Полемика внутри сионизма, однако, не становится стержневой темой воспоминаний, и они представляют собой явление куда более многообразное, предлагая взгляд на, говоря пастернаковским слогом, людей и положения в широкой исторической перспективе. Нельзя не отметить в этой связи отвечающее теме чувство стиля, которым мемуарист был наделен сполна, хотя текст воспоминаний, несмотря на обильную авторскую правку, нуждается временами в известной редактуре. Я как публикатор осуществил таковую в самых минимальных дозах, выправив лишь те места, которые показались совершенно неудобоваримыми для чтения, оставив практически нетронутым основной текстовой массив. Я стремился сохранить авторскую интонацию и стилистику – вещи, как мне кажется, куда более важные, нежели грамматически нормативное построение фразы. Все мои интерполяции и конъектуры заключены в угловые скобки; переводные слова и конструкции – в прямые. Некоторые незначительные исправления не оговариваются. В большинстве случаев сохранена авторская транслитерация ивритских слов и названий.
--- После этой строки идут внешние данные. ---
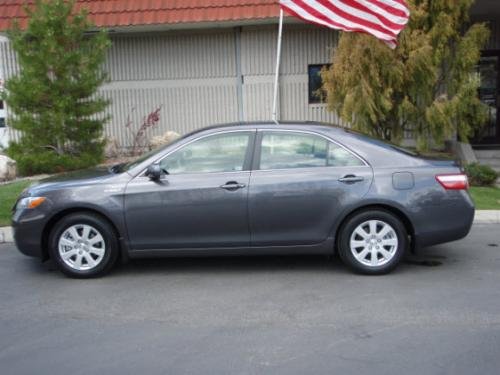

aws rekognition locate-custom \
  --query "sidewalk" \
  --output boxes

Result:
[0,210,500,243]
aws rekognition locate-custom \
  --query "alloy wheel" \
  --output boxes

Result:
[349,220,399,267]
[58,224,106,271]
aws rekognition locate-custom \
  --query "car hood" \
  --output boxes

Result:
[29,167,126,195]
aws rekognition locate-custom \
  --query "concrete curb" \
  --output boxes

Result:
[0,210,500,243]
[474,210,500,224]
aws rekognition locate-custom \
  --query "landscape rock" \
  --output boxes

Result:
[0,155,17,182]
[149,130,180,150]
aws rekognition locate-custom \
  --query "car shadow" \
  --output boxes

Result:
[30,246,456,276]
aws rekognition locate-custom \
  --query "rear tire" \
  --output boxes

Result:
[49,213,119,278]
[337,210,408,275]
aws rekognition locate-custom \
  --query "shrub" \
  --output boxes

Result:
[465,163,498,186]
[0,0,111,174]
[9,143,102,176]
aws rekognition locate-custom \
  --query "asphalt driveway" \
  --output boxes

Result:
[0,225,500,375]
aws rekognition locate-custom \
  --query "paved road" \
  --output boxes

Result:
[0,225,500,375]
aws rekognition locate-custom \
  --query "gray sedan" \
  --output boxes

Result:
[12,123,474,278]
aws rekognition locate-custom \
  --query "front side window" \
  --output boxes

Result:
[160,132,252,174]
[260,132,363,169]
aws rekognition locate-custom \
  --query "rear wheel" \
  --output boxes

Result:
[49,213,118,278]
[338,210,408,275]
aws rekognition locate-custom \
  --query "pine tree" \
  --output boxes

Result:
[4,0,110,174]
[322,0,489,149]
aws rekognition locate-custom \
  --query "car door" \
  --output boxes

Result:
[125,130,255,250]
[249,130,373,246]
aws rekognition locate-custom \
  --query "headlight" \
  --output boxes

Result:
[16,197,46,210]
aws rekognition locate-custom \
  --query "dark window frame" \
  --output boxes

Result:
[307,63,332,104]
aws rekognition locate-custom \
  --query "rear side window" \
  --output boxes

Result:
[160,132,251,174]
[260,132,363,169]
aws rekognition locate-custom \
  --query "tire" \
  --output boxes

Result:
[49,213,119,279]
[337,210,409,275]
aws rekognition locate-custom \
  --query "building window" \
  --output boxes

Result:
[307,64,332,104]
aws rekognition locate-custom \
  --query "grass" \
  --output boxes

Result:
[0,181,33,227]
[469,186,500,210]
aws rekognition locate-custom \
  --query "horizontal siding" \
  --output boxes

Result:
[105,31,236,81]
[0,41,19,80]
[241,25,338,75]
[101,84,237,147]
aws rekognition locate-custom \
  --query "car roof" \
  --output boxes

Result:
[184,121,348,137]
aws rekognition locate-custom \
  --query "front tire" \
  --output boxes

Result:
[49,213,118,278]
[338,210,408,275]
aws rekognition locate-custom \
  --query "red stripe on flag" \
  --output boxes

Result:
[282,0,394,41]
[279,0,409,47]
[339,0,406,30]
[368,0,409,18]
[317,0,396,38]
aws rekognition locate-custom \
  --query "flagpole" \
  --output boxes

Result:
[273,8,283,124]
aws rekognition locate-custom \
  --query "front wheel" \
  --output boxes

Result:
[49,213,118,278]
[338,210,408,275]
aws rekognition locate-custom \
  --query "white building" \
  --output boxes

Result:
[0,0,500,167]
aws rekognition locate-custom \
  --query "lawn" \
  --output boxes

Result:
[0,181,33,227]
[470,186,500,210]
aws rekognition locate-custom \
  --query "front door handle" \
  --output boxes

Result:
[339,174,364,184]
[220,181,246,191]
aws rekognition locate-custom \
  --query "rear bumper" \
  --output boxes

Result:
[415,191,475,247]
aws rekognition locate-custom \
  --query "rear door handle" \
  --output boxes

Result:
[220,181,246,191]
[339,174,364,184]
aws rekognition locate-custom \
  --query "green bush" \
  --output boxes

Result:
[465,163,498,186]
[7,143,103,176]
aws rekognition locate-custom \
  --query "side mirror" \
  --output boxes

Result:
[146,164,161,181]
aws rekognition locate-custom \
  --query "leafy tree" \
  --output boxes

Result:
[3,0,110,174]
[322,0,489,149]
Текст воспоминаний отпечатан на машинке, и создается впечатление, что автор готовил их для издания, хотя время написания – 1954 год – было вроде бы не самым подходящим для издания книги на русском языке, русскоязычной же периодики тогда и вовсе не существовало. Правда, некоторые переведенные на иврит эпизоды – несколько измененные или иначе оркестрованные, а то и поставленные в связь с другими событиями, – приводятся в статьях и очерках Вейншала в израильской печати. Но в своем целостном виде данные мемуары на протяжении почти полувека оказались достоянием архива. Следует, правда, сказать, что ряд фрагментов из них приводится в книге Ицхака Давида «История евреев на Кавказе» <В 2-х т.> («Кавкасиони», Тель-Авив, б/г).

Воспоминания хранятся в Институте В. Жаботинского в Тель-Авиве (архив Я. Вейншала, 2/1/93 ф). Приношу искреннюю благодарность сотруднику Института Татьяне Груз за помощь в подготовке данной публикации.

  1. См.: Joseph B. Schectman. Fighter and Prophet. The Vladimir Jabotinsky Story <In Two Volumes>. Vol. 2. New York-London, 1961, p. 37; ср.: Рассвет, 1925, № 16, 19 апреля.
  2. Единственный роман, переведенный на русский язык; под названием «Предвестник бури» книга в переводе Ефрема Бауха опубликована в 1988 г.
  3. См. об этом: Ha-Uma, vol. 3 (27), 1969, 407-410.
  4. Довид Кнут. Собрание сочинений: В 2-х т. Т. 2. Иерусалим, 1998, с. 341.
  5. Письма Ладинского к нему см.: В. Хазан. «Особенный еврейско-русский воздух» [О русско-еврейских литературных контактах в ХХ веке: Статьи и заметки. Портреты. Публикации]. Иерусалим – Москва, 2001.